Take 500mL of printing and dyeing wastewater, adjust the pH to 7, the COD concentration is 768mg/L, add 0.06mmol H ₂ O ₂ , 0.05mmol EDDS and 0.01mmol FeSO ₄ , the removal rate of COD after 4 hours is 63.3%, and the removal rate of 24 hours is 68.7%, the removal rate was 74.2% in 3 days, and 76.3% in 7 days; after 4 hours, the remaining amount of H ₂ O ₂ was 37.5%, in 24 hours, the remaining amount was 30.2%, in 3 days, the remaining amount was 20.3%, in 7 days The remaining amount is 12.6%; the remaining amount of soluble iron ion after 4 hours is 98.3%, the remaining amount is 98.7% after 24 hours, the remaining amount is 99.2% after 3 days, and the remaining amount is 98.6% after 7 days.

Claims (6)

1. the application of biodegradable sequestrant EDDS in processing organic wastewater with difficult degradation thereby.

2. application as claimed in claim 1 is characterized in that: comprise the following steps: add biodegradable sequestrant EDDS and ferrous salt in organic wastewater with difficult degradation thereby, adjust below pH to 7, then add hydrogen peroxide, reaction, get final product.
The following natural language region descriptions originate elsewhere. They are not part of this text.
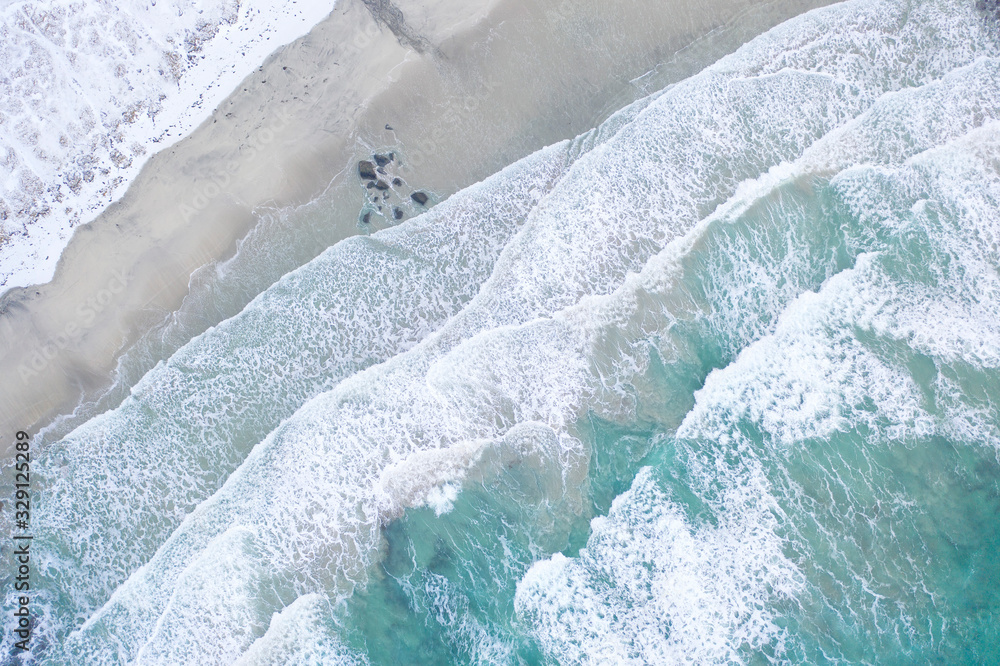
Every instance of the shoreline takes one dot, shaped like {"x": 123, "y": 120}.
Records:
{"x": 464, "y": 96}
{"x": 71, "y": 150}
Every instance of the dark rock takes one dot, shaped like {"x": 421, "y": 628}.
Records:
{"x": 366, "y": 170}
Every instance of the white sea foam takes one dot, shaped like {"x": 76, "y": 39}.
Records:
{"x": 317, "y": 490}
{"x": 653, "y": 586}
{"x": 90, "y": 89}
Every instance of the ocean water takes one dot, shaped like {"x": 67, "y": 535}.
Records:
{"x": 714, "y": 382}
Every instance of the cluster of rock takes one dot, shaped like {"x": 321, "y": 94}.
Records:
{"x": 383, "y": 185}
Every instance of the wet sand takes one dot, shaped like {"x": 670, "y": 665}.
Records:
{"x": 466, "y": 88}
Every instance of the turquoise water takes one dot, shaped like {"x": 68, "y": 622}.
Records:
{"x": 715, "y": 382}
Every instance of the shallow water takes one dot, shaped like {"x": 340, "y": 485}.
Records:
{"x": 714, "y": 382}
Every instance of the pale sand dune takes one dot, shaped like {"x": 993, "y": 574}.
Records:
{"x": 467, "y": 86}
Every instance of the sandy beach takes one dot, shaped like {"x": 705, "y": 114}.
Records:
{"x": 455, "y": 89}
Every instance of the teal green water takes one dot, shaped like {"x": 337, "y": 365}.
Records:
{"x": 714, "y": 383}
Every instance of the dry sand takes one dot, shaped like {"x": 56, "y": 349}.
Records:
{"x": 467, "y": 86}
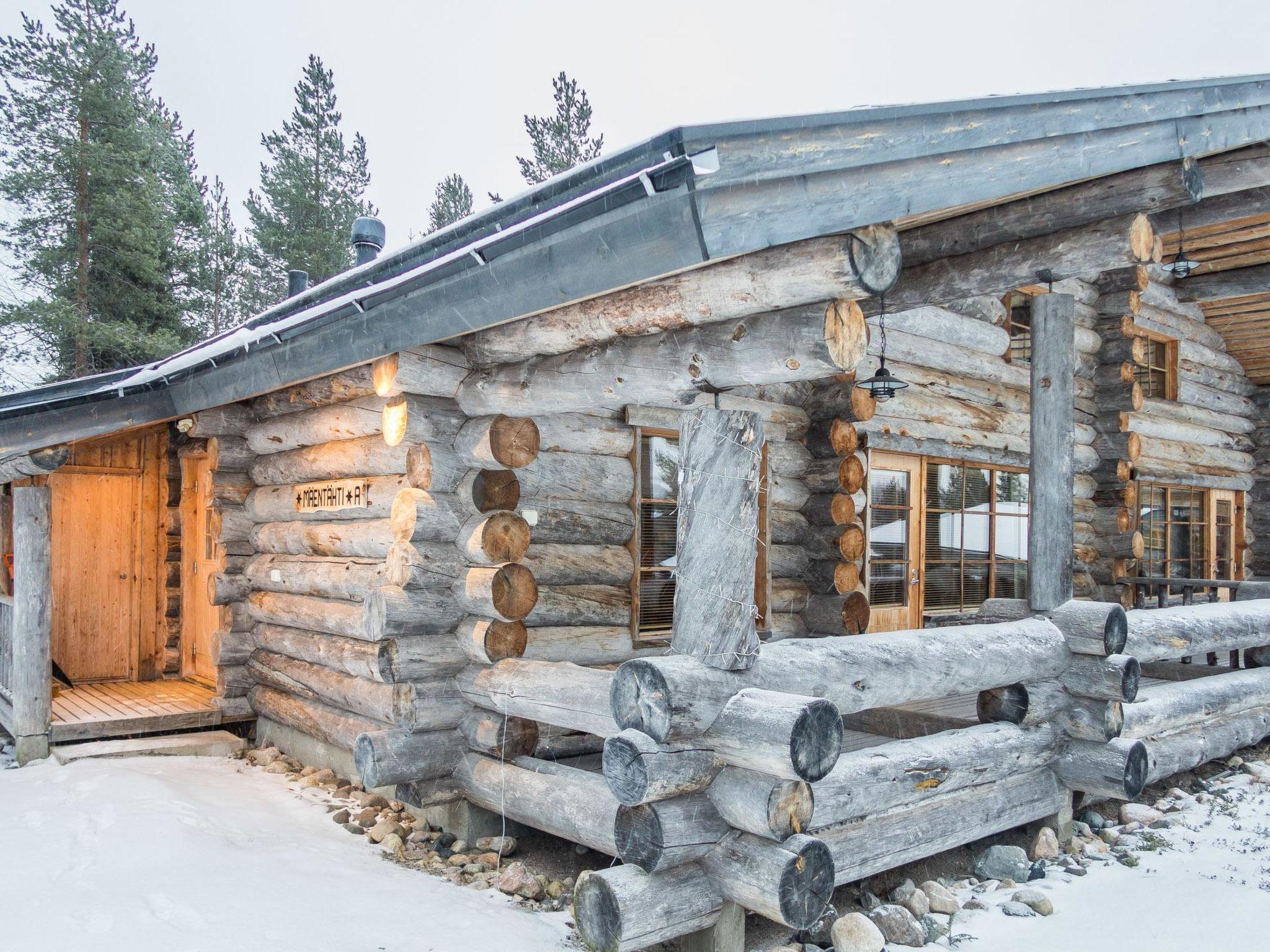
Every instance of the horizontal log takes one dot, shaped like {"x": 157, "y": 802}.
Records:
{"x": 558, "y": 564}
{"x": 901, "y": 835}
{"x": 1117, "y": 769}
{"x": 911, "y": 772}
{"x": 794, "y": 345}
{"x": 561, "y": 694}
{"x": 672, "y": 697}
{"x": 586, "y": 644}
{"x": 390, "y": 757}
{"x": 602, "y": 479}
{"x": 1185, "y": 703}
{"x": 855, "y": 266}
{"x": 426, "y": 419}
{"x": 1160, "y": 633}
{"x": 771, "y": 808}
{"x": 337, "y": 728}
{"x": 363, "y": 539}
{"x": 580, "y": 604}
3. application as claimed in claim 2 is characterized in that: the addition of biodegradable sequestrant EDDS is every liter of waste water 0.1～10mmol.

4. application as claimed in claim 2 is characterized in that: the addition of ferrous salt is every liter of waste water 0.02-2.00mmol.

5. application as claimed in claim 2 is characterized in that: the mol ratio of hydrogen peroxide and ferrous salt is (2～6): 1.

6. application as claimed in claim 2 is characterized in that: temperature of reaction is room temperature, and the reaction times is 4h-7d.